The configuration file gwin.ini used for the above injection is the same as what you need to analyze the data containing GW150914. You only need to change the command-line arguments to gwin to point it to the correct data. To do that, do one of the following:

  • If you are a LIGO member and are running on a LIGO Data Grid cluster: you can use the LIGO data server to automatically obtain the frame files. Simply set the following environment variables:

    FRAMES="--frame-type H1:H1_HOFT_C02 L1:L1_HOFT_C02"
    CHANNELS="H1:H1:DCS-CALIB_STRAIN_C02 L1:L1:DCS-CALIB_STRAIN_C02"
    
  • If you are not a LIGO member, or are not running on a LIGO Data Grid cluster: you need to obtain the data from the LIGO Open Science Center. First run the following commands to download the needed frame files to your working directory:

    wget https://losc.ligo.org/s/events/GW150914/H-H1_LOSC_4_V2-1126257414-4096.gwf
    wget https://losc.ligo.org/s/events/GW150914/L-L1_LOSC_4_V2-1126257414-4096.gwf
    

    Then set the following enviornment variables:

    FRAMES="--frame-files H1:H-H1_LOSC_4_V2-1126257414-4096.gwf L1:L-L1_LOSC_4_V2-1126257414-4096.gwf"
    CHANNELS="H1:LOSC-STRAIN L1:LOSC-STRAIN"
    

Now run:

# trigger parameters
TRIGGER_TIME=1126259462.42

# data to use
# the longest waveform covered by the prior must fit in these times
SEARCH_BEFORE=6
SEARCH_AFTER=2

# use an extra number of seconds of data in addition to the data specified
PAD_DATA=8

# PSD estimation options
PSD_ESTIMATION="H1:median L1:median"
PSD_INVLEN=4
PSD_SEG_LEN=16
PSD_STRIDE=8
PSD_DATA_LEN=1024

# sampler parameters
CONFIG_PATH=gwin.ini
OUTPUT_PATH=gwin.hdf
IFOS="H1 L1"
SAMPLE_RATE=2048
F_HIGHPASS=15
F_MIN=20
N_UPDATE=500
N_WALKERS=5000
N_SAMPLES=5000
N_CHECKPOINT=1000
PROCESSING_SCHEME=cpu

# the following sets the number of cores to use; adjust as needed to
# your computer's capabilities
NPROCS=12

# get coalescence time as an integer
TRIGGER_TIME_INT=${TRIGGER_TIME%.*}

# start and end time of data to read in
GPS_START_TIME=$((${TRIGGER_TIME_INT} - ${SEARCH_BEFORE} - ${PSD_INVLEN}))
GPS_END_TIME=$((${TRIGGER_TIME_INT} + ${SEARCH_AFTER} + ${PSD_INVLEN}))

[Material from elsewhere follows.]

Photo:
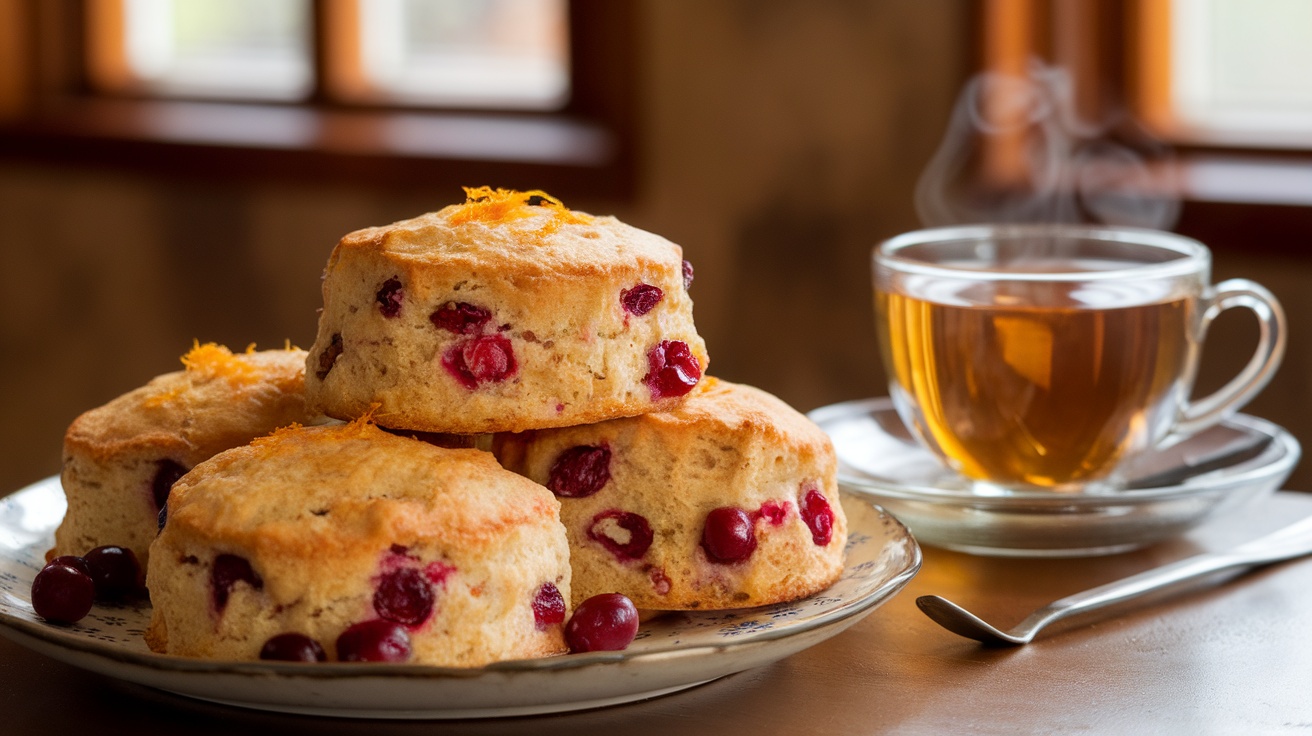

# start and end time of data to read in for PSD estimation
PSD_START_TIME=$((${TRIGGER_TIME_INT} - ${PSD_DATA_LEN}/2))
PSD_END_TIME=$((${TRIGGER_TIME_INT} + ${PSD_DATA_LEN}/2))

# run sampler
# specifies the number of threads for OpenMP
# Running with OMP_NUM_THREADS=1 stops lalsimulation
# to spawn multiple jobs that would otherwise be used
# by gwin and cause a reduced runtime.
OMP_NUM_THREADS=1 \
gwin --verbose \
    --seed 12 \
    --instruments ${IFOS} \
    --gps-start-time ${GPS_START_TIME} \
    --gps-end-time ${GPS_END_TIME} \
    --channel-name ${CHANNELS} \
    ${FRAMES} \
    --strain-high-pass ${F_HIGHPASS} \
    --pad-data ${PAD_DATA} \
    --psd-estimation ${PSD_ESTIMATION} \
    --psd-start-time ${PSD_START_TIME} \
    --psd-end-time ${PSD_END_TIME} \
    --psd-segment-length ${PSD_SEG_LEN} \
    --psd-segment-stride ${PSD_STRIDE} \
    --psd-inverse-length ${PSD_INVLEN} \
    --sample-rate ${SAMPLE_RATE} \
    --low-frequency-cutoff ${F_MIN} \
    --config-file ${CONFIG_PATH} \
    --output-file ${OUTPUT_PATH} \
    --processing-scheme ${PROCESSING_SCHEME} \
    --sampler kombine \
    --burn-in-function max_posterior \
    --update-interval ${N_UPDATE} \
    --nwalkers ${N_WALKERS} \
    --n-independent-samples ${N_SAMPLES} \
    --checkpoint-interval ${N_CHECKPOINT} \
    --nprocesses ${NPROCS} \
    --save-strain \
    --save-psd \
    --save-stilde \
    --force

As discussed in the injection example above, the code will write results to gwin.hdf.checkpoint at every checkpoint interval, and will continue to run until it has obtained at least as many independent samples as specified by n-independent-samples. When this happens, gwin.hdf.checkpoint will be moved to gwin.hdf and the code will exit.